Big Brother and the Holding Company – Sex, Dope & Cheap Thrills

From pastemagazine.com on Sex, Dope & Cheap Thrills:

It’s hard to imagine another sophomore album that not only made a powerful initial impression but at the same time, marked such a stunning farewell. At the time of its release, some 50 years ago, Cheap Thrills proved to be a bombshell and the breakout record for Big Brother’s dynamo of a lead singer, Janis Joplin. Though only seven songs long, it became Joplin’s ultimate tour de force, the standard by which she would be judged for the remainder of her brief career.
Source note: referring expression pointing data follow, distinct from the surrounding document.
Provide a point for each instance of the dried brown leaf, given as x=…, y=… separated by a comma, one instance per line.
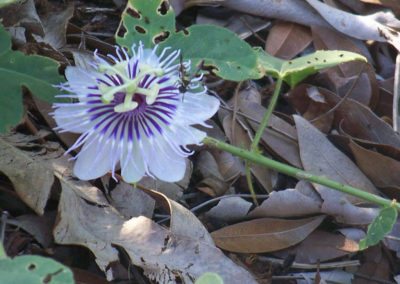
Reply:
x=321, y=246
x=31, y=178
x=291, y=202
x=264, y=235
x=320, y=157
x=286, y=40
x=163, y=256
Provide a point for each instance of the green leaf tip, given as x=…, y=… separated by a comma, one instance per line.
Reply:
x=380, y=227
x=34, y=269
x=17, y=70
x=209, y=278
x=153, y=22
x=295, y=70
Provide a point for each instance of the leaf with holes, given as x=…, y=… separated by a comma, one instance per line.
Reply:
x=18, y=70
x=222, y=51
x=380, y=227
x=34, y=269
x=145, y=21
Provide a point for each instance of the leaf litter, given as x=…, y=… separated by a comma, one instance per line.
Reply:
x=338, y=130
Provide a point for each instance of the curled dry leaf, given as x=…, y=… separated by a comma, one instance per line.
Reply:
x=264, y=235
x=360, y=122
x=291, y=202
x=382, y=170
x=321, y=246
x=320, y=157
x=183, y=222
x=162, y=255
x=230, y=209
x=361, y=27
x=40, y=227
x=212, y=182
x=31, y=178
x=286, y=40
x=55, y=27
x=132, y=202
x=310, y=102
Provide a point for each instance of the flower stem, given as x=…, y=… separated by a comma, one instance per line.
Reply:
x=299, y=174
x=259, y=133
x=267, y=115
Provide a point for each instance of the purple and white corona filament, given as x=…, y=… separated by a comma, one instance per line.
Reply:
x=132, y=116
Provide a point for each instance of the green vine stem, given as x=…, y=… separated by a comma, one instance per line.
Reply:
x=299, y=174
x=259, y=133
x=267, y=115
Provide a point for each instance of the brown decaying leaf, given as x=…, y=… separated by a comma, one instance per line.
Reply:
x=376, y=265
x=360, y=122
x=286, y=40
x=32, y=179
x=341, y=78
x=361, y=27
x=264, y=235
x=291, y=202
x=310, y=102
x=383, y=171
x=183, y=222
x=55, y=26
x=131, y=202
x=212, y=181
x=321, y=246
x=40, y=227
x=230, y=209
x=320, y=157
x=162, y=255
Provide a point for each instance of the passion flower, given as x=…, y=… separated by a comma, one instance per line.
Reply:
x=132, y=114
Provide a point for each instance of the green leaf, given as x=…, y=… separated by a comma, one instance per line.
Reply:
x=144, y=22
x=18, y=70
x=34, y=270
x=380, y=227
x=4, y=3
x=296, y=70
x=230, y=57
x=268, y=64
x=209, y=278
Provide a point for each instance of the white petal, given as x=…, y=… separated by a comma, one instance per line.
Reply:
x=164, y=163
x=73, y=119
x=94, y=160
x=132, y=165
x=195, y=109
x=80, y=79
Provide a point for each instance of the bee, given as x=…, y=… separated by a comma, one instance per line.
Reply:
x=185, y=77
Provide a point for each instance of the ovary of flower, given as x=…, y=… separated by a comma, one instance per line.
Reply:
x=130, y=87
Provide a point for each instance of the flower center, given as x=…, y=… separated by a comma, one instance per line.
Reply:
x=130, y=86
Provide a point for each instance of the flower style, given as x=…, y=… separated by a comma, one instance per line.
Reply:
x=132, y=115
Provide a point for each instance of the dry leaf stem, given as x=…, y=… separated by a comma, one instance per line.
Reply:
x=298, y=173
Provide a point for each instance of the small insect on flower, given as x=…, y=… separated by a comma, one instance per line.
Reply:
x=131, y=115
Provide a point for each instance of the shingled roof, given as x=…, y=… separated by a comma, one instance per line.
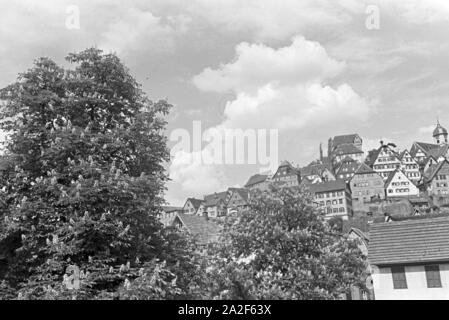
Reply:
x=409, y=241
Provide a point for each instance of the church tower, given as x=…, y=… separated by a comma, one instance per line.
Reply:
x=440, y=134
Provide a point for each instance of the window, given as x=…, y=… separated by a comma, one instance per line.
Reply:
x=433, y=276
x=399, y=279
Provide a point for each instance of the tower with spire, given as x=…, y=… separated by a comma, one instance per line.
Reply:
x=440, y=134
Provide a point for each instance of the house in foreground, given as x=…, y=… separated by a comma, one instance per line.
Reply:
x=205, y=230
x=410, y=259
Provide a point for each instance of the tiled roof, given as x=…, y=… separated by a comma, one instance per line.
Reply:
x=348, y=167
x=439, y=152
x=390, y=177
x=327, y=186
x=344, y=139
x=425, y=147
x=205, y=229
x=364, y=169
x=410, y=241
x=313, y=169
x=347, y=148
x=168, y=209
x=433, y=170
x=255, y=179
x=195, y=202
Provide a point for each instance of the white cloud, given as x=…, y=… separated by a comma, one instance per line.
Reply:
x=194, y=177
x=256, y=65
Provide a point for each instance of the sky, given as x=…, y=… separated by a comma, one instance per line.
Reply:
x=309, y=69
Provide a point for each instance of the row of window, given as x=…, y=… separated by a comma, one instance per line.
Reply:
x=397, y=184
x=387, y=166
x=330, y=194
x=405, y=190
x=329, y=203
x=442, y=184
x=432, y=276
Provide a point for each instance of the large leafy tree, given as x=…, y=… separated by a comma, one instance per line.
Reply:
x=88, y=149
x=281, y=248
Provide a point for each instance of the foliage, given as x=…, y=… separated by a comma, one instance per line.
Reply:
x=282, y=249
x=88, y=150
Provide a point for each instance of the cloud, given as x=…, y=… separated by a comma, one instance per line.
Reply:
x=280, y=89
x=257, y=64
x=194, y=177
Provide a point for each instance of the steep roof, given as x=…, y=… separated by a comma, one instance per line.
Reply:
x=391, y=176
x=344, y=139
x=314, y=169
x=364, y=169
x=205, y=229
x=328, y=186
x=436, y=153
x=433, y=170
x=409, y=241
x=347, y=148
x=195, y=202
x=256, y=179
x=425, y=147
x=348, y=167
x=168, y=209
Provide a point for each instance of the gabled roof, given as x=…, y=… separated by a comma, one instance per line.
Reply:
x=195, y=202
x=423, y=146
x=364, y=169
x=391, y=177
x=314, y=169
x=214, y=199
x=205, y=229
x=348, y=167
x=243, y=193
x=328, y=186
x=346, y=148
x=410, y=241
x=168, y=209
x=344, y=139
x=433, y=170
x=439, y=152
x=256, y=179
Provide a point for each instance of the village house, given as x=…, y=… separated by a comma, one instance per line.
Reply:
x=438, y=150
x=410, y=166
x=384, y=161
x=343, y=151
x=168, y=214
x=333, y=197
x=366, y=184
x=436, y=179
x=316, y=172
x=258, y=182
x=238, y=200
x=410, y=259
x=399, y=185
x=192, y=206
x=347, y=169
x=287, y=175
x=353, y=139
x=214, y=205
x=204, y=229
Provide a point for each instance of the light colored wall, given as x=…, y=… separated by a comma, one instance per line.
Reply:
x=416, y=283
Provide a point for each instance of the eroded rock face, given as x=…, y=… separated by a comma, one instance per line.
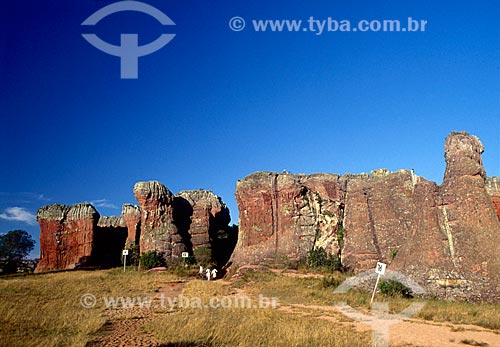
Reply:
x=66, y=236
x=493, y=189
x=157, y=229
x=109, y=241
x=131, y=215
x=461, y=261
x=444, y=237
x=204, y=217
x=379, y=216
x=285, y=215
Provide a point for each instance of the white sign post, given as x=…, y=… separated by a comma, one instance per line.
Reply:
x=380, y=271
x=124, y=253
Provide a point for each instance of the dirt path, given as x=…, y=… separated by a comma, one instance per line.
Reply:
x=410, y=332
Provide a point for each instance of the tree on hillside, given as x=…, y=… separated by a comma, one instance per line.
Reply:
x=14, y=247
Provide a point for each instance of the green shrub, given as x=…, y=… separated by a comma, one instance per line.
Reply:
x=330, y=282
x=203, y=256
x=133, y=256
x=150, y=260
x=395, y=289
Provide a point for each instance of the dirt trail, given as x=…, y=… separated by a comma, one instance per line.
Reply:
x=410, y=332
x=125, y=326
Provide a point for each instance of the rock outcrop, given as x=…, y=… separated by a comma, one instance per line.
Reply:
x=445, y=237
x=109, y=241
x=157, y=229
x=455, y=252
x=493, y=189
x=285, y=215
x=131, y=215
x=204, y=217
x=66, y=236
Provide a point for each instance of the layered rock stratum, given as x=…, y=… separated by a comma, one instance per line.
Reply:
x=445, y=237
x=77, y=236
x=66, y=236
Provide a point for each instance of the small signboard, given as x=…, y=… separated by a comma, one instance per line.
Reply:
x=380, y=269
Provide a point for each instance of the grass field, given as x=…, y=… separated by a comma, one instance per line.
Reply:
x=45, y=310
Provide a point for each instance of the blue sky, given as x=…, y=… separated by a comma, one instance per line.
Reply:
x=215, y=105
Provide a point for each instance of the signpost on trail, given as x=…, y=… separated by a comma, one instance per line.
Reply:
x=380, y=271
x=124, y=253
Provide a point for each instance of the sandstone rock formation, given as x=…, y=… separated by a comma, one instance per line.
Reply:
x=285, y=215
x=131, y=215
x=204, y=217
x=493, y=189
x=158, y=231
x=109, y=241
x=66, y=236
x=445, y=237
x=455, y=252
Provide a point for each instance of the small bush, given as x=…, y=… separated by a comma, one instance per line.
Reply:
x=203, y=256
x=330, y=282
x=395, y=289
x=150, y=260
x=133, y=256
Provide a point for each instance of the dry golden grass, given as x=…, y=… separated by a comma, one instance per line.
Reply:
x=251, y=327
x=45, y=310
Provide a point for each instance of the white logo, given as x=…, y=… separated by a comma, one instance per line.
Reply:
x=129, y=50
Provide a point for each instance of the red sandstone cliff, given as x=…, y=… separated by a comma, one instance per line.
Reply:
x=66, y=236
x=446, y=237
x=158, y=231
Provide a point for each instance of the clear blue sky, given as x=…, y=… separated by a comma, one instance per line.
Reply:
x=215, y=105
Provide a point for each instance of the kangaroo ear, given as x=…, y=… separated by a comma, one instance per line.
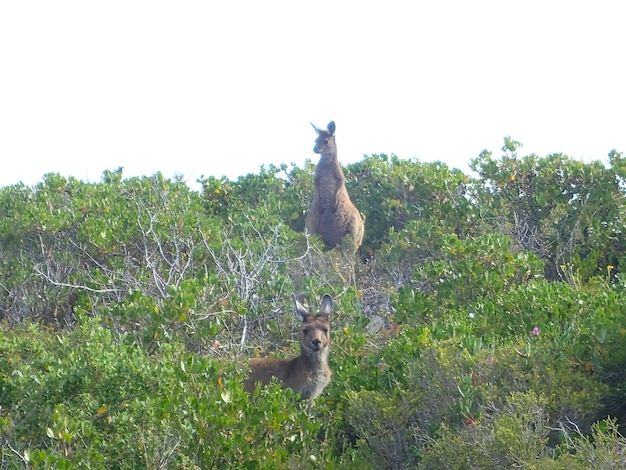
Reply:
x=331, y=127
x=327, y=305
x=301, y=310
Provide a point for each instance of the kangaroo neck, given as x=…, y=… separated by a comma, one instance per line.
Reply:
x=316, y=359
x=329, y=156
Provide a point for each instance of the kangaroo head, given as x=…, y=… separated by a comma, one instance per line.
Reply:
x=315, y=331
x=325, y=142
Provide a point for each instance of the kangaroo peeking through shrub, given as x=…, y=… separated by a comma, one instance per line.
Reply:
x=332, y=216
x=308, y=374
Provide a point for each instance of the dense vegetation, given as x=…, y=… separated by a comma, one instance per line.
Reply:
x=482, y=325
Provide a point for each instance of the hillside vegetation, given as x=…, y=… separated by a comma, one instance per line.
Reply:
x=482, y=323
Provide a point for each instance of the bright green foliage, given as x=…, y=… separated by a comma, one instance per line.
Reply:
x=484, y=329
x=391, y=192
x=565, y=211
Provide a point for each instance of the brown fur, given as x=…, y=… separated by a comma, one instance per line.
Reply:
x=308, y=374
x=332, y=215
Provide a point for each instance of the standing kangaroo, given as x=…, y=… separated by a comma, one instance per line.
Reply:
x=333, y=215
x=308, y=374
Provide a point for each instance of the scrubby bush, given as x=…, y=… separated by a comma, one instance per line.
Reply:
x=481, y=327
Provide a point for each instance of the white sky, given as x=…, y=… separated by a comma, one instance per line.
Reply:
x=220, y=88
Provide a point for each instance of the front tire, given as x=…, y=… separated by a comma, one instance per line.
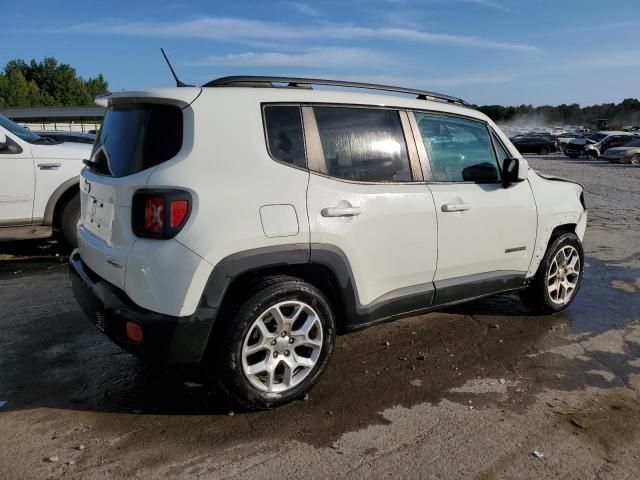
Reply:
x=559, y=276
x=275, y=343
x=69, y=221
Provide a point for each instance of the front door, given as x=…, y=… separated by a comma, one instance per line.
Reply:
x=364, y=204
x=486, y=232
x=16, y=182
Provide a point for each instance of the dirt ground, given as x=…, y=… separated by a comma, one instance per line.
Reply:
x=469, y=392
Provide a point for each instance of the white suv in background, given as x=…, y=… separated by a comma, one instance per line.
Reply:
x=38, y=184
x=239, y=226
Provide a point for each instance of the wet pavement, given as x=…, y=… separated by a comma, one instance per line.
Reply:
x=470, y=391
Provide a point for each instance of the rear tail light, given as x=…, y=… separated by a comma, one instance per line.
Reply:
x=160, y=213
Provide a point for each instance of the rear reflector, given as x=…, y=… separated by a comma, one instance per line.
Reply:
x=179, y=210
x=134, y=332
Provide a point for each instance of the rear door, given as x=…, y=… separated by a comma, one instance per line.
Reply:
x=365, y=200
x=16, y=182
x=486, y=232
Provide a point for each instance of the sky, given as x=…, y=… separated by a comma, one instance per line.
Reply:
x=506, y=52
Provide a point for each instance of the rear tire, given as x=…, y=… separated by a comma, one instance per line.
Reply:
x=275, y=342
x=69, y=220
x=558, y=278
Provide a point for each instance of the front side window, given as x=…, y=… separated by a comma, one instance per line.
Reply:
x=363, y=144
x=459, y=149
x=500, y=150
x=20, y=132
x=285, y=138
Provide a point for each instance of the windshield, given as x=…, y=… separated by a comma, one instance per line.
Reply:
x=20, y=132
x=135, y=137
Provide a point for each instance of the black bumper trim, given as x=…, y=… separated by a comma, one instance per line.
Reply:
x=170, y=340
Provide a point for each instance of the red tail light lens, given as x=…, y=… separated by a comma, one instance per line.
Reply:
x=179, y=210
x=160, y=213
x=154, y=214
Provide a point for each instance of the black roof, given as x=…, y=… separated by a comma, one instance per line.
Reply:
x=298, y=82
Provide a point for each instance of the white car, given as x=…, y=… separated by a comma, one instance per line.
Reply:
x=38, y=184
x=239, y=226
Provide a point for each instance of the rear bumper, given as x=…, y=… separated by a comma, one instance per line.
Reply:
x=173, y=341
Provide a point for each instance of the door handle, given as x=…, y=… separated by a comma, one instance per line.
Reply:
x=455, y=207
x=341, y=211
x=49, y=166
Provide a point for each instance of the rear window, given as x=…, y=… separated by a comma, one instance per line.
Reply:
x=135, y=137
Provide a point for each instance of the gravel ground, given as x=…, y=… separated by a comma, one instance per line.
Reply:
x=471, y=391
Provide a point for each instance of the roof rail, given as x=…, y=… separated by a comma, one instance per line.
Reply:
x=297, y=82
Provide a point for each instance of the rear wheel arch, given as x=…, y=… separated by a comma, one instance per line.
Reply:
x=236, y=275
x=60, y=197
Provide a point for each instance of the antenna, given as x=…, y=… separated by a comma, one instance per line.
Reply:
x=179, y=83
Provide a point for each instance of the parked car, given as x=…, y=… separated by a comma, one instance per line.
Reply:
x=596, y=144
x=240, y=226
x=565, y=137
x=38, y=184
x=73, y=137
x=630, y=153
x=534, y=144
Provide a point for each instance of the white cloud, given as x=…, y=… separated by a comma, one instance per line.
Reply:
x=315, y=58
x=242, y=30
x=489, y=4
x=304, y=9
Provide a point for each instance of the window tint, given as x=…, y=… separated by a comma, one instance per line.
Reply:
x=136, y=137
x=458, y=149
x=500, y=151
x=363, y=144
x=285, y=138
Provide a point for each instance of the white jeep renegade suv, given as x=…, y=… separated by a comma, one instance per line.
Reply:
x=239, y=226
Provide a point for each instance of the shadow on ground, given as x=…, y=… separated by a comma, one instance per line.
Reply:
x=56, y=359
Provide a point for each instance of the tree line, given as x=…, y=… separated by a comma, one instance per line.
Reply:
x=51, y=83
x=47, y=83
x=626, y=112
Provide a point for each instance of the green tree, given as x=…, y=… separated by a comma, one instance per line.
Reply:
x=48, y=83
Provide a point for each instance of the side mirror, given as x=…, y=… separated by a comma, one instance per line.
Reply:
x=514, y=170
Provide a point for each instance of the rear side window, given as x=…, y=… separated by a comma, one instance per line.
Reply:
x=285, y=138
x=459, y=149
x=135, y=137
x=363, y=144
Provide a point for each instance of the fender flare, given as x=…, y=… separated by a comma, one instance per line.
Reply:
x=390, y=305
x=55, y=197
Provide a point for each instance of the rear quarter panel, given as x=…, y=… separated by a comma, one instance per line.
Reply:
x=558, y=203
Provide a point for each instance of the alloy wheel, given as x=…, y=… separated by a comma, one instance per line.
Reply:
x=282, y=346
x=563, y=276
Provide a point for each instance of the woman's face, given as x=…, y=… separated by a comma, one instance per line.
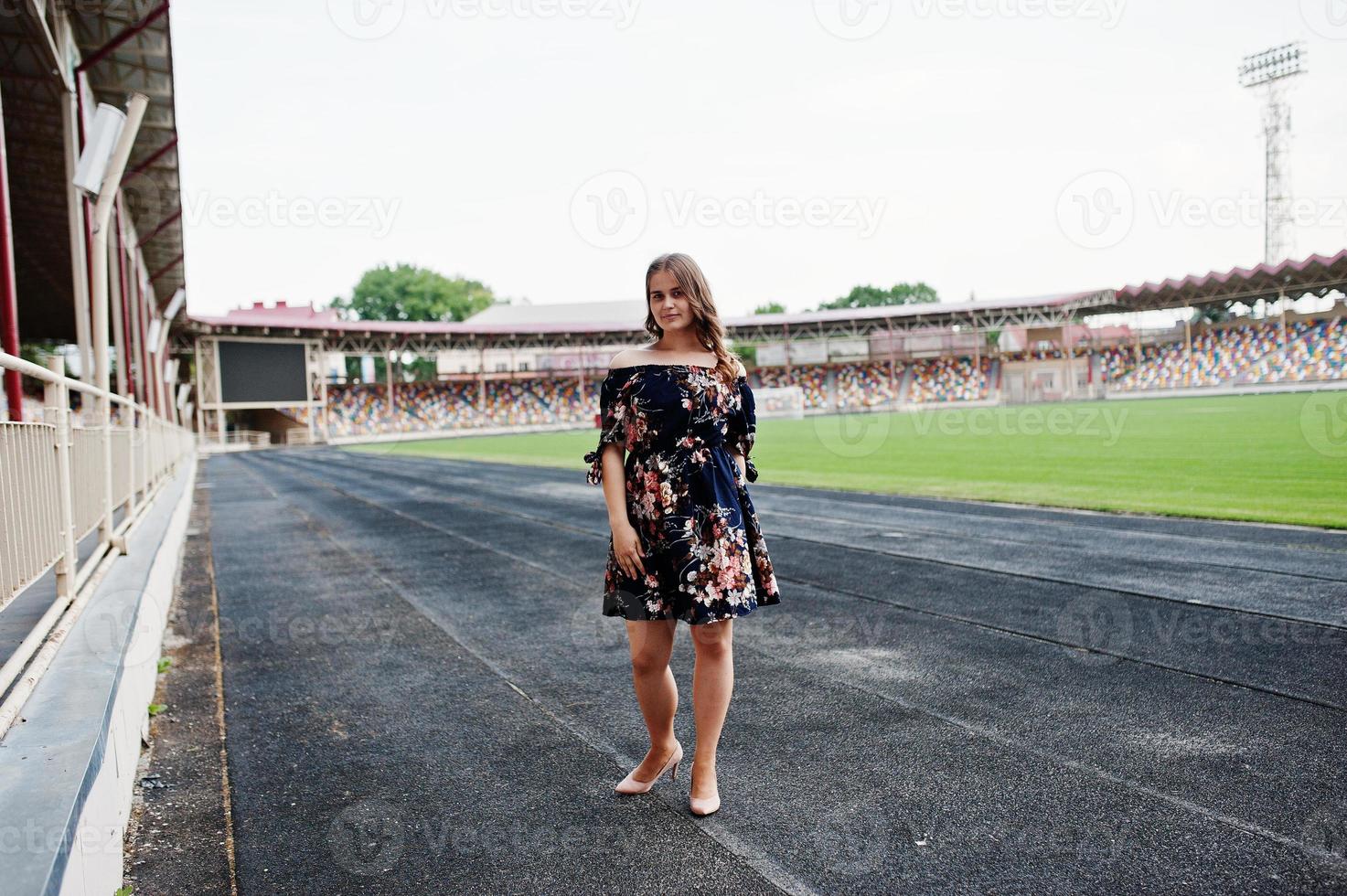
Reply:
x=669, y=304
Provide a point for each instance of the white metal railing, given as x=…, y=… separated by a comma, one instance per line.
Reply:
x=61, y=483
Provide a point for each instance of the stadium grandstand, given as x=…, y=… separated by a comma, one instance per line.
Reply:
x=96, y=465
x=529, y=367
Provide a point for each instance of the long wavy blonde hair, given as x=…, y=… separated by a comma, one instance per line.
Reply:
x=706, y=320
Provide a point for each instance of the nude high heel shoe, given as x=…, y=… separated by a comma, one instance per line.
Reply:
x=631, y=784
x=703, y=806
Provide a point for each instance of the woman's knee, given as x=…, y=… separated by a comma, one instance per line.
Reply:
x=649, y=662
x=712, y=639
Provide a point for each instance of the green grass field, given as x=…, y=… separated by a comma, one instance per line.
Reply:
x=1275, y=458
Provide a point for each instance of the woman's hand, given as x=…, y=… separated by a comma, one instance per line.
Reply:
x=626, y=549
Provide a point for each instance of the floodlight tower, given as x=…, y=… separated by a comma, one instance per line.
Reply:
x=1269, y=71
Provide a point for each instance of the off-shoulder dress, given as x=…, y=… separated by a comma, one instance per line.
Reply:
x=705, y=554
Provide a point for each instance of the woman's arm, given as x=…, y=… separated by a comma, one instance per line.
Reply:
x=626, y=543
x=615, y=484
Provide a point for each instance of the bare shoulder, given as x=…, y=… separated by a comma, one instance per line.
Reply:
x=626, y=357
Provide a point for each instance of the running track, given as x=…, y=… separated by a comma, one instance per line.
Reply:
x=953, y=697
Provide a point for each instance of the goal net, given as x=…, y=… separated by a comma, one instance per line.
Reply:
x=779, y=400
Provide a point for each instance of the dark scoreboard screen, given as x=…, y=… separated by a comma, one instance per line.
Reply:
x=258, y=372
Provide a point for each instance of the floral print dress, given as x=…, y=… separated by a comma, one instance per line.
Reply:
x=705, y=554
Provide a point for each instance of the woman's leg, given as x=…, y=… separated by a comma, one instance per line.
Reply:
x=712, y=682
x=657, y=691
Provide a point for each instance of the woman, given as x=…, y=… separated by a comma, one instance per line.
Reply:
x=686, y=539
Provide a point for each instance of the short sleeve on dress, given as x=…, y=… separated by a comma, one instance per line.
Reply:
x=613, y=421
x=743, y=427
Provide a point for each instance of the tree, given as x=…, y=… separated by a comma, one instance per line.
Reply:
x=869, y=296
x=409, y=293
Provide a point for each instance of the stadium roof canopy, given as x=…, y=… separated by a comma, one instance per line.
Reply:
x=124, y=48
x=1318, y=275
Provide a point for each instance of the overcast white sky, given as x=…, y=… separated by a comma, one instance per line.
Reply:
x=795, y=150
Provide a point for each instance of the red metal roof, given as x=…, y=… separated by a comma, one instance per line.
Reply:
x=1318, y=272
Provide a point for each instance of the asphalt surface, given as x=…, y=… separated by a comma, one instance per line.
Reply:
x=421, y=696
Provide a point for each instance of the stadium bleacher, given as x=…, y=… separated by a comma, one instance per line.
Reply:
x=1250, y=352
x=1244, y=353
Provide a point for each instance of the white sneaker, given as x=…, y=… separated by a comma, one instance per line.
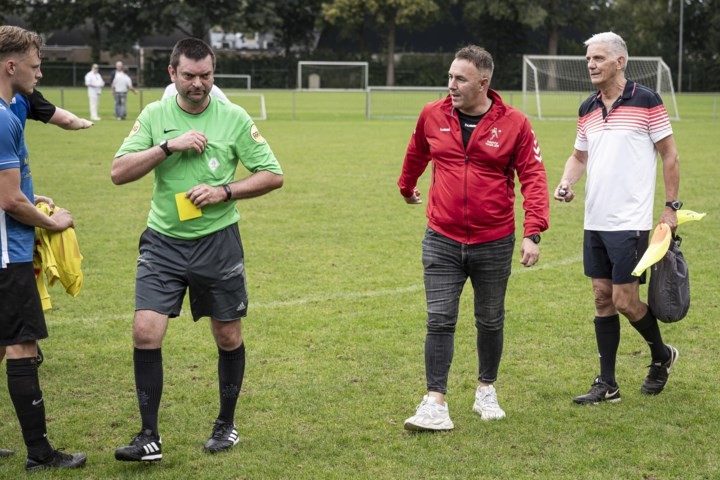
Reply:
x=486, y=404
x=430, y=415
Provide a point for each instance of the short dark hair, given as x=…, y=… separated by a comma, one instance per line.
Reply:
x=478, y=56
x=17, y=40
x=192, y=48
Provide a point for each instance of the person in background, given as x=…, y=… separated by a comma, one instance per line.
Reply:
x=621, y=128
x=22, y=322
x=94, y=83
x=193, y=144
x=477, y=144
x=120, y=84
x=171, y=91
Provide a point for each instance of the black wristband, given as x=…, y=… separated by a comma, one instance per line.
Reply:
x=165, y=148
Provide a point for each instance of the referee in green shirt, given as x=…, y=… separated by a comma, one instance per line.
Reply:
x=193, y=143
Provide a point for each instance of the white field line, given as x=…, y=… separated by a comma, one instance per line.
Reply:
x=395, y=291
x=365, y=294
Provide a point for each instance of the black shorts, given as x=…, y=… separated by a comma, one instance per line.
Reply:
x=211, y=267
x=614, y=255
x=21, y=316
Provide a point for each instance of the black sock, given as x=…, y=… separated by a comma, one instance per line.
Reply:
x=231, y=369
x=607, y=334
x=148, y=385
x=24, y=389
x=650, y=331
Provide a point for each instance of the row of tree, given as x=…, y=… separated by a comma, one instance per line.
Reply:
x=505, y=27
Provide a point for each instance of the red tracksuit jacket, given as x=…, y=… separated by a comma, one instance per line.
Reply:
x=472, y=196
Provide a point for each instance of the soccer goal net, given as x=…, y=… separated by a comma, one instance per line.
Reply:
x=227, y=81
x=400, y=102
x=253, y=103
x=554, y=86
x=332, y=75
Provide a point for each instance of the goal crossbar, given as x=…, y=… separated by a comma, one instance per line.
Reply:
x=553, y=86
x=246, y=77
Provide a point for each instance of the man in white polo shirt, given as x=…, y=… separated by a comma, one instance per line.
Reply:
x=621, y=129
x=94, y=82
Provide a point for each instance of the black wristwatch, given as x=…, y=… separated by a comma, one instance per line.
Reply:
x=165, y=148
x=675, y=205
x=534, y=237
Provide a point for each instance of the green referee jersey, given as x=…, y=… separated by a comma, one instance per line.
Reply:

It was also inevitable that it would also mark her final effort with the group, given the fact that her talent was simply too overwhelming to be contained within the confines of any single ensemble. Nevertheless, the record not only became one of the biggest selling albums of 1968, entrenched at number one for eight consecutive weeks, but a recording destined for immortality when, in 2013, it was enshrined in the National Recording Registry by the Library of Congress.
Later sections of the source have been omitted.